As is shown in Fig. 4 ADC does have its limitations when attempting to distinguish between ATRTs and Medulloblastomas. The average histograms display a large amount of overlap and when the ATRTs were run through the classifier were all classified as Medulloblastomas. The rare tumour types presented in the supplementary material were included for illustrative purposes and also illustrate the difficulty that these cases present when attempting to classify.

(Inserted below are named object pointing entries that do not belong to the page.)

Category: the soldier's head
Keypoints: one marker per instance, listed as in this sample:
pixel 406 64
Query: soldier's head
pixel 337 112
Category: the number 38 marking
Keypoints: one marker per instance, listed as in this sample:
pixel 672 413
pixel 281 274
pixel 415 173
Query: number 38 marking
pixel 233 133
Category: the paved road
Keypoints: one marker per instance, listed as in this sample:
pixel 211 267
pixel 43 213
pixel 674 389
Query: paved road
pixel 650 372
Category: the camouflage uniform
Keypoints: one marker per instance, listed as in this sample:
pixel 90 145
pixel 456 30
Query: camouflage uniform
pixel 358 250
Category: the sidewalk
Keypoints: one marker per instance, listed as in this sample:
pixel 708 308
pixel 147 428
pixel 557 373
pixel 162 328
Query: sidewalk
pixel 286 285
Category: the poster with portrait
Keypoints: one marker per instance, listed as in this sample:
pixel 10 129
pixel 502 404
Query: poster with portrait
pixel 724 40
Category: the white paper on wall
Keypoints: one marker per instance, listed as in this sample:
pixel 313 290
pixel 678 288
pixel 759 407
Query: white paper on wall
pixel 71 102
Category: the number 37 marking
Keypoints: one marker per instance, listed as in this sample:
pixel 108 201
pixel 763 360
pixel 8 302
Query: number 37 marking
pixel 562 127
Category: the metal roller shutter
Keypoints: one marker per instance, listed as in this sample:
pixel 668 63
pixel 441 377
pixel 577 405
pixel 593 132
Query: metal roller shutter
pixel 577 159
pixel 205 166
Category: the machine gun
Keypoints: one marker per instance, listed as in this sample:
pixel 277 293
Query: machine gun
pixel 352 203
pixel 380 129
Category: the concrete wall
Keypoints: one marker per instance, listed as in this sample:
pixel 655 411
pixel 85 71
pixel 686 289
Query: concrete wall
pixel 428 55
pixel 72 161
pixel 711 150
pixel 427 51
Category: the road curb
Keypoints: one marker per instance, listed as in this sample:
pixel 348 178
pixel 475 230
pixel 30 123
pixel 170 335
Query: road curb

The results from this study underline the potential opportunity for ADC maps to be used in multicentre studies. We have shown that a cohort of patients scanned on a wide range of different scanners, in different hospitals and using heterogeneous protocols can still produce reliable results. This has potential for integration of advanced imaging techniques into clinical trials for the assessment of treatment efficacy. Our results suggest that strict harmonisation of DWI protocols may not be necessary for the production of reliable biomarkers thereby allowing the utilisation of historically acquired imaging data as demonstrated here. This is important as harmonisation of protocols is challenging across multiple centres, especially for routinely acquired images.

Study limitations

This is a retrospective study of previously acquired data with the histological diagnosis already known. The classifiers and cut off values from this study will therefore need to be tested on prospective data to be truly validated. Likewise, the machine learning classifiers should also be tested prospectively. ADC is unable to discriminate ATRTs from Medulloblastomas as the diffusion parameters were virtually identical. The study has been limited mainly to the three most common types of brain tumours in the posterior fossa and did not address the identification of rarer tumour types such as choroid plexus papillomas. No in-depth analysis has been conducted of the tumour genetic or molecular subtypes, due to limitations of statistical power. The regions of interest were hand drawn so were susceptible to human error, although this issue was addressed through the use of multiple experts to verify the regions of interest which were shown to be reproducible across raters. The cut off values used in the study were produced from ADC maps from bespoke software, care must therefore be used when implementing this in ADC maps produced directly by scanner software or third-party vendors. Despite this, it is likely that the results would be applicable to ADC maps produced by scanners since the calculation of ADC maps involves a linear fit between two data points which is inherently stable, although this should be formally validated. Care would need to be taken when DWI is acquired with multiple b-values to ensure that ADC values were calculated from the b0 and b1000 images in order to make the results compatible with those of this study. The histogram metrics were produced via bespoke software which creates a barrier to clinical implementation, however we envisage these metrics becoming increasingly available via scanner manufacturers and clinical picture archiving and communication systems (PACS).


We have shown in this study that it is possible to discriminate between the three most common types of paediatric posterior fossa brain tumour types using histogram analysis of Apparent Diffusion Coefficient maps in a large cohort of patients acquired on a multi-centre basis.